I’ve been thinking about Conway’s Law, the idea that organizations “ship their org chart.” The seams are most visible in big tech. Google, for example, once offered nearly a dozen messaging apps instead of a single excellent one, with each team fighting for resources. The same pattern appears everywhere: companies struggle to solve problems that cross organizational boundaries because bureaucracy and incentives keep everyone guarding their turf. The issue is not the technology; it is human nature.
I caught up with an old friend recently. We met at nineteen while working for one of the first cybersecurity companies, and now, in our fifties, we both advise organizations of every size on innovation and problem-solving. We agreed that defining the technical fix is the easy part; the hard part is steering it through people and politics. When change shows up, most organizations behave like an immune system attacking a foreign antibody. As Laurence J. Peter wrote in 1969, “Bureaucracy defends the status quo long past the time when the quo has lost its status.”
Naturally, the conversation drifted to AI and how it will, or will not, transform the companies we work with. I explored this in two recent posts [1,2]. We have seen the same thing: not everyone is good at using AI. The CSOs and CTOs we speak with struggle to help their teams use the technology well, while a handful of outliers become dramatically more productive. The gap is not access or budget; it is skill. Today’s AI rewards people who can break problems down, spot patterns, and think in systems. Treat the model like a coworker and you gain leverage; treat it like a tool and you barely notice a difference.

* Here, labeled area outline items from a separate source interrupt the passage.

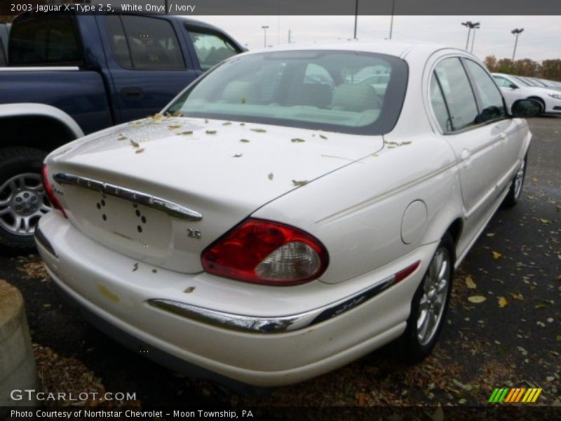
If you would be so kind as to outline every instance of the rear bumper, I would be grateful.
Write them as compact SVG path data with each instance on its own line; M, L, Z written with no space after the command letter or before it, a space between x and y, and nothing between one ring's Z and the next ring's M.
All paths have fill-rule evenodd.
M180 274L143 263L133 270L137 261L87 238L55 212L41 218L39 229L43 240L37 246L54 282L102 330L189 375L221 381L227 377L261 387L315 377L398 338L435 247L423 246L379 270L339 284L315 281L278 288ZM417 260L420 266L399 283L342 314L290 331L226 328L149 302L173 300L254 319L299 316L353 297Z

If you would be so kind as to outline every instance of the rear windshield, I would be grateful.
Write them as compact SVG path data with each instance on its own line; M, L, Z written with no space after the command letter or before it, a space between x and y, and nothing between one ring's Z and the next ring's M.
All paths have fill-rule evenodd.
M210 70L165 111L381 135L396 124L407 76L404 61L381 54L331 51L252 54Z

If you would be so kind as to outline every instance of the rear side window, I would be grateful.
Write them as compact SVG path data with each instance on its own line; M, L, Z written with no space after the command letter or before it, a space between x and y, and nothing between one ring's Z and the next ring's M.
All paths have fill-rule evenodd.
M128 15L105 19L111 51L120 65L135 70L185 69L177 36L167 20Z
M241 51L224 36L195 28L187 28L201 69L208 70L222 61Z
M464 62L471 76L473 88L480 102L480 111L478 122L485 123L504 117L506 112L503 104L503 95L493 79L475 62L464 60Z
M433 77L436 77L442 89L452 131L462 130L478 123L479 112L475 98L460 59L452 58L442 60L435 68ZM446 126L442 128L450 131L447 130L450 128Z
M8 46L13 66L78 65L82 47L74 16L32 15L16 20Z

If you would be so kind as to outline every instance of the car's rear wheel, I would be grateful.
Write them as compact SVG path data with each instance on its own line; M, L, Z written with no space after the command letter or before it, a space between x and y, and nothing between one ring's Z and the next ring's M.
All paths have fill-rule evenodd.
M520 168L516 171L512 182L511 182L511 187L508 189L508 193L504 198L503 203L508 208L512 208L515 206L520 200L522 196L522 188L524 185L524 178L526 176L526 161L527 160L527 155L522 159Z
M33 251L39 218L51 209L41 180L46 152L27 147L0 149L0 250Z
M411 302L407 327L400 340L402 356L417 363L432 350L442 329L452 291L454 243L449 234L440 240Z

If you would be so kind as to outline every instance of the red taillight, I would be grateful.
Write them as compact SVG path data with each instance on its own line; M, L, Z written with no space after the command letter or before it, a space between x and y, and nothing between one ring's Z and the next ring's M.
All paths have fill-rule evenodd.
M58 201L57 196L55 196L55 192L53 191L53 186L50 185L50 183L48 182L48 175L47 174L47 166L45 164L43 164L43 188L45 189L45 193L47 194L47 197L48 198L50 204L53 205L53 207L55 209L58 209L62 213L62 216L67 218L66 212L62 208L62 206L60 204L60 202Z
M201 260L210 274L288 286L319 277L329 256L317 239L297 228L249 219L207 247Z

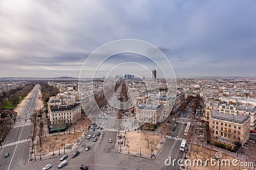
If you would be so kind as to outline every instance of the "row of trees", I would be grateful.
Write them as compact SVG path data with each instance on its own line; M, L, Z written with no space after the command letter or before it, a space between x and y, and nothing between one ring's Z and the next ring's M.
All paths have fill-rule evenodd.
M23 87L4 92L0 96L0 110L14 108L33 89L35 85L35 83L31 82Z

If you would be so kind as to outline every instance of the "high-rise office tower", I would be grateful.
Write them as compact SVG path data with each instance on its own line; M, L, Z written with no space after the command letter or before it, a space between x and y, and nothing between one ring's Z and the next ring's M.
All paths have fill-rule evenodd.
M156 80L156 70L154 69L152 71L152 80L154 81Z

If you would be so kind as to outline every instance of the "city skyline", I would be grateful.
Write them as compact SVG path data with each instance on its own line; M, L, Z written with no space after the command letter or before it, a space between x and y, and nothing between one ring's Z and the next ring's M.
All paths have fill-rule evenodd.
M94 50L125 38L157 46L177 78L255 76L255 6L2 1L0 76L78 77Z

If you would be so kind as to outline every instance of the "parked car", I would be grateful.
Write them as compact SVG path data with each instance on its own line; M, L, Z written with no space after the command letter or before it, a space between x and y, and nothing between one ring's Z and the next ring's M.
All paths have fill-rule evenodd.
M81 165L80 166L81 169L88 170L88 166L86 165Z
M87 146L86 148L85 148L85 150L88 151L91 148L91 147L90 147L90 146Z
M76 151L75 153L73 153L72 158L76 157L78 155L79 155L80 152L79 151Z
M46 166L45 166L45 167L43 167L43 170L48 169L49 169L49 168L51 167L52 167L52 165L51 165L51 164L46 165Z
M58 168L61 168L63 166L65 166L67 164L67 160L63 160L60 164L60 165L58 166Z
M61 159L60 159L60 160L62 161L67 157L68 157L68 155L64 155Z
M175 129L176 129L176 127L175 127L175 126L173 126L173 127L172 128L172 131L175 131Z
M6 153L4 154L4 158L6 158L6 157L9 157L9 155L10 155L9 152Z

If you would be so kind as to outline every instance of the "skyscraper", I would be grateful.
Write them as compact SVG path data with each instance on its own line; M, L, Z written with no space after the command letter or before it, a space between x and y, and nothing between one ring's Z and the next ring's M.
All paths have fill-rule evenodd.
M156 70L155 69L152 71L152 80L154 81L156 80Z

That leverage is even clearer for solo founders. A single entrepreneur can now stretch farther without venture money and sometimes never need it. With AI acting as marketer, product manager, developer, and support rep, one person can build and run products that once demanded whole teams. This loops back to Conway’s Law: when you are the entire org chart, the product stays coherent because there are no turf battles. Once layers of management appear, the seams show, and people ship their structure. Peter’s Principle follows, people rise to their level of incompetence, and the bureaucracy that emerges defends that status.
Yet while AI empowers outliers and small players, it might also entrench new kinds of monopolies. Big tech, with vast data and compute resources, could still dominate by outscaling everyone else, even if their org charts are messy. The question becomes whether organizational dysfunction will outweigh resource advantages, or whether sheer scale still wins despite structural problems.
The traditional buffers that let incumbents slumber (high engineering costs, feature arms races, and heavy compliance overhead) are eroding. Payroll keeps rising and headcount is the biggest line item, while the newest startups need fewer people every quarter. I expect a new wave of private-equity-style moves: smaller players snapped up, broken into leaner parts, and retooled around AI so they no longer rely on large teams.
Social media voices such as Codie Sanchez highlight the largest generational transfer of wealth in history. Many family-owned firms will soon be sold because their heirs have no interest in running them. These so-called boring businesses may look ripe for optimization, because most still rely on human capital to keep the lights on. Just above that tier we see larger enterprises weighed down by armies of people who perform repetitive tasks. A modern consulting firm armed with AI could walk into any of these firms and automate vast swaths of monotonous work that keeps those businesses running. Incumbents will struggle to move that fast, trapped by the very structures we have been discussing. A private-equity buyer, on the other hand, can apply the playbook with no sentimental ties and few political constraints.
ATMs let banks cut tellers and close branches. Customers later missed human service, so smaller neighborhood offices came back. AI will force every sector to strike its own balance between efficiency and relationship.
They say history doesn’t rhyme but it repeats, if so incumbents who dismiss AI as hype may follow Blockbuster into the museum of missed opportunities. In Wall Street (1987), Michael Douglas plays Gordon Gekko, a corporate raider who uses leveraged buyouts to seize firms like Blue Star Airlines, an aircraft maintenance and charter company. Gekko’s playbook, acquire, strip assets, slash jobs, was ruthless but effective, exploiting inefficiencies in bloated structures. Today, AI plays a similar role, not through buyouts but by enabling leaner, faster competitors to gut inefficiencies. Solo founders and AI-driven startups can now outpace large teams, while private-equity buyers use AI to retool acquired firms, automating repetitive tasks and shrinking headcounts. Just as Gekko hollowed out firms in any industry, AI’s relentless optimization threatens any business clinging to outdated, bureaucratic org charts.
Across news, television, music, and film, incumbents once clung to their near-monopoly positions and assumed they had time to adapt. Their unwillingness to face how the world was changing, and their instinct to defend the status quo, led to the same result: they failed to evolve and disappeared when the market moved on.
The Ask? incumbents, you need to automate before raiders do it for you.